Fig 5. Liver integrity and non-alcoholic fatty liver disease in LDLr-/-.Leiden mice.

Liver mass at 21 weeks of feeding regimes (A), alanine aminotransferase (ALAT) over time (B), liver macrovascular steatosis (C) and lobular inflammation (D). Representative Sirius Red staining of liver (E) and quantitative biochemical analysis of hepatic total collagen (F) at 21 weeks of dietary interventions. Data are presented as mean ± SEM, n = 15. Significant diet effects are shown by *P<0.05 or **P<0.01. Low Fat Diet; HFD = High Fat Diet + control gavage; HFD + nutritional ingredients (including eHC, ARA, DHA, and gavage with LGG).

Fig 6. Vasculoprotective effects of nutritional ingredients in LDLr-/-.Leiden mice.

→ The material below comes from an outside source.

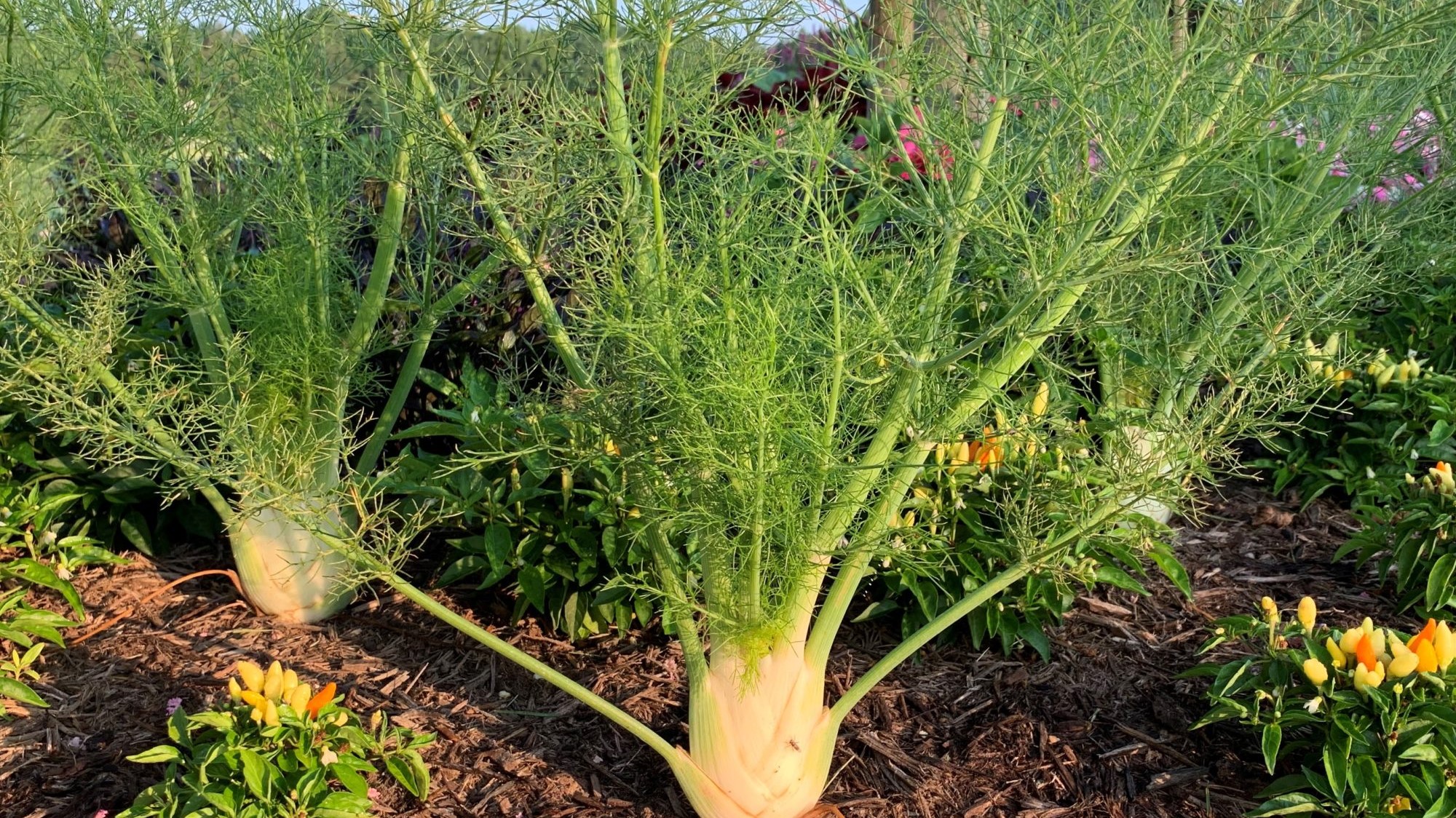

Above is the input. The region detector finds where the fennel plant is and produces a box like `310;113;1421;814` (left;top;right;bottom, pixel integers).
349;0;1450;818
0;1;494;622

Albuminurea at 15 weeks (A) and Atherosclerosis (B) at 21 weeks of dietary interventions. Data are presented as mean ± SEM, n = 15. Significant diet effects are shown by *P<0.05 or **P<0.01 compared to HFD. Low Fat Diet; HFD = High Fat Diet + control gavage; HFD + nutritional ingredients (including eHC, ARA, DHA, and gavage with LGG).